Going Up? Lack Of Temp Elevator Could Fast Forward New Police Station Decision

Photo: An exterior elevator in Italy.

Two months ago, the Major Capital Projects Working Group revealed a long-term plan for a new Belmont Police Headquarters located adjacent to the Water Division facility at the end of Woodland Street. Best guess for its opening? Approximately 2026-ish.  

But there’s a chance the working group could recommend bringing the proposed project before town residents for a funding vote in the next year or two.

What could fast forward the project is whether an emergency “fix” to the existing police station can include a temporary elevator fitted to the exterior of the building. That was the latest update provided by Working Group member Anne Marie Mahoney to the Belmont Board of Selectmen on Monday, Nov. 6 during a board’s review of the warrant articles before Monday’s Special Town Meeting.

“If that elevator can’t be added to the building, then it’s extremely likely in the Spring [the Working Group] will have another plan ready with a new funding source,” said Mahoney.

The Working Group is requesting from Town Meeting $383,000 be spent to create schematic plans for short-term repairs to the Police Station and the main building at the Department of Public Works, both which are in severe states of disrepair. The funds for the designs – which will outline the “emergency solutions” needed to “create … humane conditions for our employees,” according to Mahoney – will come from a portion of the insurance money the town received after an April 1999 fire destroyed the former Kendall School on Beech Street.

Once the designs are finalized, the Working Group will return to the annual Town Meeting in May seeking a bond authorization of between $4 million to $5 million to make the repairs at both buildings.

The big question mark on the future of a new headquarters is a proposed fill-in elevator. The police station doesn’t have a functioning lift in the two-story building which is in violation of the Americans with Disabilities Act (ADA). While the headquarters is allowed to operate under a grandfather clause, once “penny one” of the renovations is spent, the town is required to bring the building up to code.

Back in October, it was assumed a temporary elevator connected to the outside of the building would be sufficient. But since then, other experts are not so sure an elevator is “doable” at the site, said Mahoney.

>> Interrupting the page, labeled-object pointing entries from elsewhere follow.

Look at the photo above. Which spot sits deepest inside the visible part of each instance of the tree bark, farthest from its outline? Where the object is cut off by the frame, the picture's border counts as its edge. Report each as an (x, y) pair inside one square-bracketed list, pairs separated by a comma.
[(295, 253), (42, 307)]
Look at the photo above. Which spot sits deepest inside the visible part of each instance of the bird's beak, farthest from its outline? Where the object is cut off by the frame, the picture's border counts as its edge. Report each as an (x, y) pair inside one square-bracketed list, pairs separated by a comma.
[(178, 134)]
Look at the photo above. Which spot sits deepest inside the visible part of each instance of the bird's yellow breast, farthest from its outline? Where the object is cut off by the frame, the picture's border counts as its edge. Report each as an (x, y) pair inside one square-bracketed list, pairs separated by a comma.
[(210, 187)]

If the elevator cannot be incorporated in the emergency repairs, Mahoney told the board the working group would develop a secondary plan that would call for the construct a new police headquarters “sooner than later.”

“If we can’t do the emergency repairs now, we have really no choice but to move quickly on a new building,” said Mahoney.

Mahoney said it would take less than a month for schematic designs to be completed by the first of the year, “so we’ll have six to seven months to figure it out” before Town Meeting.

Mahoney said it would be a challenge to develop a funding plan – past estimates pegged a new police station in the $20 million range – which will primarily be competing with a debt exclusion vote for a new/renovated Belmont High School which could reach $200 million.